Monday, June 9, 2014

A Higher Order of Creation (Part 1 of 3)

The following is an excerpt of an email sent from Will to Art on 14 May 2014.

Circe Invidiosa by Waterhouse
I see your point.  I like the Steffi idea, especially since it's a twist and TV needs twist, but archetypically, she could easily default to a Scylla/Circe figure.  Not that I mind that.

I see a lot of promise in Agnieczka as a character...we just haven't talked about her much because of her loose connection to an ex of yours and partially because of the awkwardness that happens if you play Arthur White and have to have a relationship with an actress. The problem goes away if we pursue the TV show option and don't play the parts ourselves.

Linda is a heroic figure, but she's kind of saved by Arthur, which lends her to a few stereotypes...the redeemed fallen woman Mary Magdalene type, which again, is not a huge problem for me since the men are fairly archetypical, too.  I'm not on a quest to eliminate archetype...I don't think any of us are.  I think we just want to sharpen the archetypes.  Archetypes are really useful for helping people process truth...they just fail when they are presented in a hackneyed manner, unless the point is farce.

Arthur's parents are interesting contrasts.
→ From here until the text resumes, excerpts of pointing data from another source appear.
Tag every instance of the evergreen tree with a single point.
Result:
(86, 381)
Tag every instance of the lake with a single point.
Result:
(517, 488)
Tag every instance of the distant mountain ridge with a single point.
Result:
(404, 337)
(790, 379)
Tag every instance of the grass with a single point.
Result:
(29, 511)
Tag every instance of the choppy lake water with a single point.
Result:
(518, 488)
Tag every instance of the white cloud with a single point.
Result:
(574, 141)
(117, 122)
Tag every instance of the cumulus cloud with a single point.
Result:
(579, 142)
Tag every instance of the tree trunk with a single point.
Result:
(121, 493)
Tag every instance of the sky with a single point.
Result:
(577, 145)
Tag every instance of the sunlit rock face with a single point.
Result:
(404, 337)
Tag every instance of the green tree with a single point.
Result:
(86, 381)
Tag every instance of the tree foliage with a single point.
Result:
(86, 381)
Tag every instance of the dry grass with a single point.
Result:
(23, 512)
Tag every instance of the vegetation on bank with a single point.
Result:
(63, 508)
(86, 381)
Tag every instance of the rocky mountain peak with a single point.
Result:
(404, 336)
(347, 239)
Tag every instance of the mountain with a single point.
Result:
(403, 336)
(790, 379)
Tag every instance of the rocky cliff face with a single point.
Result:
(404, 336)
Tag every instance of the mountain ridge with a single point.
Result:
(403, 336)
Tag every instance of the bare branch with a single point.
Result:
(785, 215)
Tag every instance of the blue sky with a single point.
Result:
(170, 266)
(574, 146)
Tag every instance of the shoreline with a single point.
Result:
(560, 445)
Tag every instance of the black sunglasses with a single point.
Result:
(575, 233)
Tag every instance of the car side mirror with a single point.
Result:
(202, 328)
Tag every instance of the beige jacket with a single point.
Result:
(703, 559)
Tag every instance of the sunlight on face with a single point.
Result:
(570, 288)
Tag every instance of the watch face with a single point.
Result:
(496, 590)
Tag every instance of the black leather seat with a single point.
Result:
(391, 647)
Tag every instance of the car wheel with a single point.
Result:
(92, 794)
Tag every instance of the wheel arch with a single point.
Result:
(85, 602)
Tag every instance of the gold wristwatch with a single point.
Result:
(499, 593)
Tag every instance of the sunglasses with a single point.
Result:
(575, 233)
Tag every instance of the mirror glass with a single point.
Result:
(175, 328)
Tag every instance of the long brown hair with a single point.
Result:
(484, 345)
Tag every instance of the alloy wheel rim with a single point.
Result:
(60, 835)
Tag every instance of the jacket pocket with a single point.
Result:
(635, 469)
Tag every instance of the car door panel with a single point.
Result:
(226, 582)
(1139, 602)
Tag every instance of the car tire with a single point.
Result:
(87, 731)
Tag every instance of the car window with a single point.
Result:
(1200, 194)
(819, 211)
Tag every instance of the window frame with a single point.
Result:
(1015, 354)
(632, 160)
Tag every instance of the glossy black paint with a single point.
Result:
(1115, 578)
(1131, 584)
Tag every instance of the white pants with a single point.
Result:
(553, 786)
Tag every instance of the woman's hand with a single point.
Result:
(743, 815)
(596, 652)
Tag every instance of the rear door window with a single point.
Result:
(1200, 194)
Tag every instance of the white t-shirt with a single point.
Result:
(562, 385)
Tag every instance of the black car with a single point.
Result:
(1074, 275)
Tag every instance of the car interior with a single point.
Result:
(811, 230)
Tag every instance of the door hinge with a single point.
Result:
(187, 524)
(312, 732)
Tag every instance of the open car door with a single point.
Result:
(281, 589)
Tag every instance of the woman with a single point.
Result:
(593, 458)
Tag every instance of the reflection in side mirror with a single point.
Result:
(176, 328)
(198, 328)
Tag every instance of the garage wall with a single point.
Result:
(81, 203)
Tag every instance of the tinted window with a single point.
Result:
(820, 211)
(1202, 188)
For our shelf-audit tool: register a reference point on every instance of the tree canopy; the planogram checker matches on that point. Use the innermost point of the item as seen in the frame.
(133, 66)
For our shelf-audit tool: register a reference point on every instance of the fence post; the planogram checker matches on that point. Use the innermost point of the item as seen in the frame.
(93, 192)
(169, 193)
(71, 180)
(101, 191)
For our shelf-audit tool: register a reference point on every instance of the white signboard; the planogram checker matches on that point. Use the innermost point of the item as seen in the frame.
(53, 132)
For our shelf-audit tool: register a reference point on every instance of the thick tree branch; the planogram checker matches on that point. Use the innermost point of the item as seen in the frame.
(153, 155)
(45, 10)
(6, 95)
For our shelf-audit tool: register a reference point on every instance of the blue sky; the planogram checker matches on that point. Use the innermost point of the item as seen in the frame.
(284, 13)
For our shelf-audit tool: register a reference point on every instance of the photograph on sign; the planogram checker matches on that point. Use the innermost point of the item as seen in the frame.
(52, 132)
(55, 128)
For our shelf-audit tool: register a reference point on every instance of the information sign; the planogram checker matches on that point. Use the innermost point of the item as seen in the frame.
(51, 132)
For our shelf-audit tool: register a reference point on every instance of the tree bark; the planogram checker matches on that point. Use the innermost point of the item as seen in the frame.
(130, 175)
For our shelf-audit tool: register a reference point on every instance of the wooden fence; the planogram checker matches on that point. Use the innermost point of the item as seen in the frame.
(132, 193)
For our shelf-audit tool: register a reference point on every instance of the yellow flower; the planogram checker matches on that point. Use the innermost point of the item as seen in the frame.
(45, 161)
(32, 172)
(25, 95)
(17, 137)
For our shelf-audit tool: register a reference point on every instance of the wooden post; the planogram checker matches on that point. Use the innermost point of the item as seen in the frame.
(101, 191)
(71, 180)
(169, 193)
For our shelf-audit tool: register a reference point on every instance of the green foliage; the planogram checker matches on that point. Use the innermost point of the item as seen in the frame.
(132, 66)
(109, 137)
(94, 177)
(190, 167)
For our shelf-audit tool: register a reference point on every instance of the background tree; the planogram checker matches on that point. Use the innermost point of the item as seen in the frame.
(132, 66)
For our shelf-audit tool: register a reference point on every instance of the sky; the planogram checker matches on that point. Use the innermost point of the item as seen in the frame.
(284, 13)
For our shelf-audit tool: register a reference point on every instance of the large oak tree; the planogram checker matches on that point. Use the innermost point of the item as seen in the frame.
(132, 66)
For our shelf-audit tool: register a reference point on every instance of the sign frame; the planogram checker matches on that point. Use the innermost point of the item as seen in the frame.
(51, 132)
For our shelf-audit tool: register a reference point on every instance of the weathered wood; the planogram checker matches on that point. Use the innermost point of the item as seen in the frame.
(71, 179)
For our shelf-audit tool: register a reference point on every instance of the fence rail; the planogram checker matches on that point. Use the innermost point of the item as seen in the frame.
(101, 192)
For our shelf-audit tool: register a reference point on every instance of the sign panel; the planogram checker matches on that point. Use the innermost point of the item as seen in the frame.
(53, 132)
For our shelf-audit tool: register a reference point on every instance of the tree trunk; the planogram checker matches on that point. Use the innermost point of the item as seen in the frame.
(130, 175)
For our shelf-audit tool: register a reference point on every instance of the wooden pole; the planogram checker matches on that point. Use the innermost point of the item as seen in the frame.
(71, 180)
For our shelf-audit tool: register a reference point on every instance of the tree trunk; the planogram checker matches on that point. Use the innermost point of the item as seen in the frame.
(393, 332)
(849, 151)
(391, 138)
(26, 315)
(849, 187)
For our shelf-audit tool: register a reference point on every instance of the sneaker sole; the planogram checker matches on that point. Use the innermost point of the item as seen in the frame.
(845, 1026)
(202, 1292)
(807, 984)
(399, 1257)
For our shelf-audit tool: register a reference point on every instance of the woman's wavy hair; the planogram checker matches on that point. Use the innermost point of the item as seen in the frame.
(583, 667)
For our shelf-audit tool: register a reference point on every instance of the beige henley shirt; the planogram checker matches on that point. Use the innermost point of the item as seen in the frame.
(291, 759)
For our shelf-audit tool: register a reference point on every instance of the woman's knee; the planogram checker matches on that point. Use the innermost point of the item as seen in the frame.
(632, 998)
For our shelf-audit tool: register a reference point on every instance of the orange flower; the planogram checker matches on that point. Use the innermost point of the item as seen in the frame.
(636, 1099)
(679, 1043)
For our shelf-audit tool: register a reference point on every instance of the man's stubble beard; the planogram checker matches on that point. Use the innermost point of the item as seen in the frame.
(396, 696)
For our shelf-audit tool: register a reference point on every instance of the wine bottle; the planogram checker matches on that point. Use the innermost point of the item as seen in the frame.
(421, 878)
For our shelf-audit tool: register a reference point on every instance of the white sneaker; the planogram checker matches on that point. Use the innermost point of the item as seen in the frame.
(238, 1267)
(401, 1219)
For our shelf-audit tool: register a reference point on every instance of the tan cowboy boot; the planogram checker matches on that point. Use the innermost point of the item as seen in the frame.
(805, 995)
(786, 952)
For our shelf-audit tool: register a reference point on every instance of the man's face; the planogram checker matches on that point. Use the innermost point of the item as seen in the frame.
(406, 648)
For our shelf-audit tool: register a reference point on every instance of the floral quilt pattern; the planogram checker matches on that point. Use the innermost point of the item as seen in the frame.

There's probably that problem of the Victorian thing where the wife is the moral head of the household and the dad is the economic head, but I do like the idea in which Arthur's mother's ambitions toward heaven rival and even outstrip his father's economic ambitions.

The big female character you left out is the Virgin Mary. In my eyes, the whole story is about Arthur's relationship with Mary...she's the central figure of his mystical connection to heaven.

In so many ways, Arthur lives in a feminine world, and there's a little bit of a feminist undertone I see in the way that Will and Farthington's aggressive masculinity screws so much up, and if the world could accept Arthur on his own terms instead of trying to butch him up and measure his music in terms of money, it would be a much better place. It's not that Arthur is effeminate...it's that the world can only recognize his gifts--creativity, intuition, love, a profound appreciation of beauty, a life-giving disposition--in feminine terms. Really, though, they are divine.

The idea of Steffi adds an interesting spin on maleness.

One other crazy idea: Joe Lazarus, Jr.  could be Josie Lazarus. Sorry, Joe! But really, there's your female on a heroic quest if we just change his gender.